One day in October we had worked out together, and he mentioned that he was going to a wedding and would be getting drunk. I offered to give him a ride and told him he could leave his car at my house, and if he needed, I could pick him up too. That happened, and he ended up crashing at my house on an air mattress next to my bed. He's slept over about 4 times total, the last time being in early-mid November. We actually went to the movies together a few times and even bowling once (we split the costs of movie tickets/food/drinks etc), and he slept over each time with the exception of one. I was basically coming to the realization that he has been living in his car. It made me feel even more sorry for him. Even though I was starting to realize that he only wanted to see a movie or hang out with me when he needed somewhere to crash, I still felt bad. One night when I was giving him a ride, he said "your next training session is on me, you've been helping me out a lot." I told him he didn't have to do that, and he told me he wanted to, and he did end up following through on that promise which was surprising to me. That was the first time I really saw him follow through on something in an effort to show appreciation.

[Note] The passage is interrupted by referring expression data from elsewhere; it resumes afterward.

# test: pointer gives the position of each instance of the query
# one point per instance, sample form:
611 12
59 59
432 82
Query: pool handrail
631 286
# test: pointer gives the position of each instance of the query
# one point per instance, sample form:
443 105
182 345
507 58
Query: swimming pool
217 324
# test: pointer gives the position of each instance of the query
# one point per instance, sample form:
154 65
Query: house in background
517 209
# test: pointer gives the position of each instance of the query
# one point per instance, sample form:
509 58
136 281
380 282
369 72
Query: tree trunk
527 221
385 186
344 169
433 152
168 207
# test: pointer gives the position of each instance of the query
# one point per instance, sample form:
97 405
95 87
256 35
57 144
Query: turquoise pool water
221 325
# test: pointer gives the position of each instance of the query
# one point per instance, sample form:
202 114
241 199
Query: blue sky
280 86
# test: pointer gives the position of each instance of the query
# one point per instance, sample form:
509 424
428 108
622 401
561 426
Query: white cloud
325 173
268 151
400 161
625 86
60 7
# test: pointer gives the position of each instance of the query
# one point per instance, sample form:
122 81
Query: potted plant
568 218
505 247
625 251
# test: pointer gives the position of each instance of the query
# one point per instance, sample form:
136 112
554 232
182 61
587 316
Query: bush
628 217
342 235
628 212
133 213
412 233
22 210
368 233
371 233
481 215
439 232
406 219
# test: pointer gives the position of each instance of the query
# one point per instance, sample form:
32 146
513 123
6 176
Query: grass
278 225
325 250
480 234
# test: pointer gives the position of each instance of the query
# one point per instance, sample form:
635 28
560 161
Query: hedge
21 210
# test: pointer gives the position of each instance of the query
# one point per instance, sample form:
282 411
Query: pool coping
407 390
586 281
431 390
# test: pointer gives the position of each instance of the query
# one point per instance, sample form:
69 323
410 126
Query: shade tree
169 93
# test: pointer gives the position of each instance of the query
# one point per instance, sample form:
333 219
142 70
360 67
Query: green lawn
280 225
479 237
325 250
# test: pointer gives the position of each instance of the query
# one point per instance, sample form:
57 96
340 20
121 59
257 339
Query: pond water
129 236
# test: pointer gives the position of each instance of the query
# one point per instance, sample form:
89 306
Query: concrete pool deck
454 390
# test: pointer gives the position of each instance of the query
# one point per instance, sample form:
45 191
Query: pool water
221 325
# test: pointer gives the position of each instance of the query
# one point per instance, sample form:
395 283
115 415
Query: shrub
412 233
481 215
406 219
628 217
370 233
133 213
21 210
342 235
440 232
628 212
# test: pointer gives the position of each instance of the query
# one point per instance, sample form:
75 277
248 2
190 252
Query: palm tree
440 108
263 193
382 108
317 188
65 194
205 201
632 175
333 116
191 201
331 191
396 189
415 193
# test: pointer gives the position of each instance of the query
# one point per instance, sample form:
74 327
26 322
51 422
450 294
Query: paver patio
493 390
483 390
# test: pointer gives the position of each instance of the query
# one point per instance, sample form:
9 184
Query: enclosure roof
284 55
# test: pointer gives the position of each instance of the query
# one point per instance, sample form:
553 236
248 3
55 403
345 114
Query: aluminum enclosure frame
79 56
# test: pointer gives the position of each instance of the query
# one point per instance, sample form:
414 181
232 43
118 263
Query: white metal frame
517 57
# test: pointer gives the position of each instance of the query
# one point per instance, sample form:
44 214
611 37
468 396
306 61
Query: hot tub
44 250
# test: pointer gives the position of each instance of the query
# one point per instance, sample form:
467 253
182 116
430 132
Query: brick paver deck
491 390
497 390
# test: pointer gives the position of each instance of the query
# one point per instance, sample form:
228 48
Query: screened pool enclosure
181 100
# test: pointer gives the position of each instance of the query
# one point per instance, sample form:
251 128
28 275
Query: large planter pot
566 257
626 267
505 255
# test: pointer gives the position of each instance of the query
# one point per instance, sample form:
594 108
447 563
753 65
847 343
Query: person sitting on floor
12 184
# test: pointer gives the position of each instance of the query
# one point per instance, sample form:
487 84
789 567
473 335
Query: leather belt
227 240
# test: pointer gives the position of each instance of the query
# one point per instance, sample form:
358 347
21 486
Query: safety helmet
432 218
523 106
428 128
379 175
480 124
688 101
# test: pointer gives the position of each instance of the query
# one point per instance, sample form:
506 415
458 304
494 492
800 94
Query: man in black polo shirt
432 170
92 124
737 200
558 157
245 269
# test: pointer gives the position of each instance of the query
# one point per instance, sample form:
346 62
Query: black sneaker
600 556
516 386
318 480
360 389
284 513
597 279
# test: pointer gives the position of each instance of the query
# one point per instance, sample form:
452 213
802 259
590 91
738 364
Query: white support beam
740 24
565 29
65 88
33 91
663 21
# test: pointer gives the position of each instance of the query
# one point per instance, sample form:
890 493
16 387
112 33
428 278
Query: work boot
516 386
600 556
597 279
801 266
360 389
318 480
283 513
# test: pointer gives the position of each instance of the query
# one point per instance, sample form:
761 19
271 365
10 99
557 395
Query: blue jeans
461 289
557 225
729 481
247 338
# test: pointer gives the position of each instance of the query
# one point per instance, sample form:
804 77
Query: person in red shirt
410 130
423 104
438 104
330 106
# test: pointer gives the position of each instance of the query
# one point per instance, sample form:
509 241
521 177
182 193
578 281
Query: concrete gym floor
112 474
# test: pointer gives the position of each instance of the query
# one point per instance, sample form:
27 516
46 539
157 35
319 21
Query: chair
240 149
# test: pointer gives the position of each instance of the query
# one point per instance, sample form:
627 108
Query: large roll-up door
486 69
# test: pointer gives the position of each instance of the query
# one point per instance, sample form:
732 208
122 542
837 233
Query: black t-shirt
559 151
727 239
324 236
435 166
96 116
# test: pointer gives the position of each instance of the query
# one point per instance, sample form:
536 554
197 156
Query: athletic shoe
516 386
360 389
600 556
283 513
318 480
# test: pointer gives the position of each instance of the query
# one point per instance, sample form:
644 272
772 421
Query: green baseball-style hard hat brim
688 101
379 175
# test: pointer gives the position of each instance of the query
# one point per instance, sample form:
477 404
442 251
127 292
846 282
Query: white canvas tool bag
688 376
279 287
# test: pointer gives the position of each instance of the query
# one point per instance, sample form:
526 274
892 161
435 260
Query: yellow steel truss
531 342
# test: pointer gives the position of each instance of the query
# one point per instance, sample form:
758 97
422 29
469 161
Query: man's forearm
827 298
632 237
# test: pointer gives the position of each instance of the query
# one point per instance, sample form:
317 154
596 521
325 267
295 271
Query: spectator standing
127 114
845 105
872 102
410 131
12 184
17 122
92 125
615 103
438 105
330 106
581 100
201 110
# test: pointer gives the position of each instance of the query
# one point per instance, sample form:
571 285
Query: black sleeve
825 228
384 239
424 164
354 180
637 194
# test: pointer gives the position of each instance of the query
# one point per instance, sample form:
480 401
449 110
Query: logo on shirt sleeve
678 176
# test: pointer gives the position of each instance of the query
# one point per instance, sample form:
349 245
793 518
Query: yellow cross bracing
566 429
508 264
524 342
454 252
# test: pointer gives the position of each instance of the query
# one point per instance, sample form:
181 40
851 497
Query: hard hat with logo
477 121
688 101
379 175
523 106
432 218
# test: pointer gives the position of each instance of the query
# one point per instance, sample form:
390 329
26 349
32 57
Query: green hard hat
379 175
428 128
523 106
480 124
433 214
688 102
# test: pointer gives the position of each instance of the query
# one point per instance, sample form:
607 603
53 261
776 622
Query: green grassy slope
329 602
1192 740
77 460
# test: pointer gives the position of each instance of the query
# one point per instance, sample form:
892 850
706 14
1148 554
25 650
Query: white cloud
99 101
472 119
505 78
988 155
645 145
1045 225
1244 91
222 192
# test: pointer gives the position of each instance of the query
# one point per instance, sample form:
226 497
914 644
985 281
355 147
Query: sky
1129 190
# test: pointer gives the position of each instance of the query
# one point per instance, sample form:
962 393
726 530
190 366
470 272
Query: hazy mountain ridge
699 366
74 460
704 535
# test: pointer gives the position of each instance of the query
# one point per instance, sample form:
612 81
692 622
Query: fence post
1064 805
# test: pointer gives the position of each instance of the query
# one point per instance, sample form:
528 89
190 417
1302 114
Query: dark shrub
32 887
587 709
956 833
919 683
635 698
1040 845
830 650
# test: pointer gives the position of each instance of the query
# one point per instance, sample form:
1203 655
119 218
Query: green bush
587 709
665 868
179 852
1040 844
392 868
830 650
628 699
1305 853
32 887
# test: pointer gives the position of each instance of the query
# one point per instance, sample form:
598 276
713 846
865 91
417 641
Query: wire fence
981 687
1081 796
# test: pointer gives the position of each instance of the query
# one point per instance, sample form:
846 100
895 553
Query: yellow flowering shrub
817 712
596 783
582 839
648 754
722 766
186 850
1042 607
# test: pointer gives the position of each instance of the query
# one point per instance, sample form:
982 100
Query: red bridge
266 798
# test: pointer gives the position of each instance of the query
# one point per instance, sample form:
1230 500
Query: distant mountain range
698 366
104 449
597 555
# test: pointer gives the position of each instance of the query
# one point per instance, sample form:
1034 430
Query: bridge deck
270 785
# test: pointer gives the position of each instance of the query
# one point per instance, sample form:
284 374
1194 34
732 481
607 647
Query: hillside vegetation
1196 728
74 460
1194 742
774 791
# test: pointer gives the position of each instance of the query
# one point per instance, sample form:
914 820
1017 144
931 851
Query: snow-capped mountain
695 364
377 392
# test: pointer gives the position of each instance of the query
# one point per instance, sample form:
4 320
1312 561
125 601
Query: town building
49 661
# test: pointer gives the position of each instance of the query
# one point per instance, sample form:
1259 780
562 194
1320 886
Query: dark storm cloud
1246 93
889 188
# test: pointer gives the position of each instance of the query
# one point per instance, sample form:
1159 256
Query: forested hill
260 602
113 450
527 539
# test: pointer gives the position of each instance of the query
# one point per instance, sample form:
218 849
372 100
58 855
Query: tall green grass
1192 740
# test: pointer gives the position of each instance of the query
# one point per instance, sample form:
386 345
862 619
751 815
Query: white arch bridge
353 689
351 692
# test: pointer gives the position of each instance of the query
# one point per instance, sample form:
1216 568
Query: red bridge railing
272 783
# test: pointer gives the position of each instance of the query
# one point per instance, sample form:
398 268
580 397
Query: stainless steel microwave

There was one event we were supposed to go to together, I had lied and told him I got free tickets when I really bought them because I felt bad he had no money. Of course he ended up ditching me with his usual flakiness. He texted me "I'm sorry" and when I didn't reply, he texted me again later saying "at least you don't live in a car". Guess he was trying to make me feel sorry. (this happened a couple of weeks before the last time we saw each other)
Anyway, we still sort of keep in touch via Snapchat and texting. He called me a few weeks ago to ask me a question and texted me the other night saying hello but then didn't answer. I see him on social media with a new group of kids he's hanging out with, and apparently it looks like their family has money so maybe he's leeching off of them somehow. Like I said, I haven't seen him in almost 2 months (again), so I feel pretty used yet somehow still feel bad for him. I guess he does what he has to do to get by.
One of my best friend has extended family (a cousin I think) who actually knows this kid and his family who own(ed) the deli he worked at or was partners in, or whatever the hell the situation was. My friend saw them over the Christmas holiday and was telling them everything that went on between me and this kid. They said he's been to rehab 3 times, but apparently his Dad was a prick and really abusive to him, which is why he is fucked up. His younger sister is apparently a junkie too, but she doesn't talk to him and neither does his older sister. I do see him with his older brother occasionally on social media though, along with his aunt and uncle, so I guess the entire family didn't completely disown him. They also said that they always had a feeling he was gay. When his friend who was his partner at the deli caught him stealing, apparently this guy cried and begged to let him stay. The partner ended up buying this kid out, and they ended their friendship. My friend's cousin said that both of them were crying as if they had been in some type of relationship with each other that was more than just friends...
Anyway, I'm leaving it as is now. I tried reaching out to him the other day because I'm bored. But I'm really not as obsessed as I was prior. I guess I'm getting tired and finally seeing the light. I'm going to make it my New Year resolution to stop reaching out to him first, and maybe just not talking to him all together.